The government wanted to make fart sniffing mandatory of course. It was the teeming billions and trillions that made fart sniffing a necessity and the government as usual felt it best to put the burden of fart sniffing on the tax payers. But there was a public outcry as you can imagine. People resented being made to sniff farts. Government's job was to take the burden off the workers, not the other way around. Surely, the government could protect the citizens of the United States and the rest of the people of Earth for that matter from the dangers of farts.

In the end, it came down to matters of equity and fairness as do most issues when you really think about it. There were various factions with a variety of viewpoints. Skinny people didn't feel they should have to smell fat people's farts, for instance. Vegetarians didn't feel they should have to smell meat-eaters' farts. There was so much division as to how to handle the threat of extinction caused by the bloated populace's farts.

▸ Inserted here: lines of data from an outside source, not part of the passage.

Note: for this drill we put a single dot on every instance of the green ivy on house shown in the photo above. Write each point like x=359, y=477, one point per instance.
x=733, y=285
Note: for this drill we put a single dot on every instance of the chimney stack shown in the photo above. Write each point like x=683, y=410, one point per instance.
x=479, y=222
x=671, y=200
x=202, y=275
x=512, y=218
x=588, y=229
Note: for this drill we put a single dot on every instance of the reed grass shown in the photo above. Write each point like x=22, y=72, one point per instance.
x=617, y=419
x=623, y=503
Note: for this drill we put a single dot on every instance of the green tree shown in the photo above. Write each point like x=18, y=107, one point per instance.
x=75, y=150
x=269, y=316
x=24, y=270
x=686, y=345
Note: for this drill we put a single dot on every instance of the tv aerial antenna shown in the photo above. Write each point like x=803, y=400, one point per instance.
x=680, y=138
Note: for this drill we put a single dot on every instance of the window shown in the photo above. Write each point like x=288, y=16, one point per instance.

Even though Republicans and Democrats were in agreement that farts were a menace to society and even could cause  the extinction of the citizens of Earth (agreeing as they never had about global warming, for instance), they just could not figure a way to tackle the problem. As is sometimes the case with government, when they could not seem to solve anything on their own, they resorted to the public sector.

Big business stepped in to save the Earth from extinction by flatulence. Corporations bailed out the government by spending billions of dollars on research. They tested human beings like lab rats to determine if there were some constitutions that could stomach farts more than others. Into this improbable world stepped our unlikely hero, Oswald J. Quifflebottom.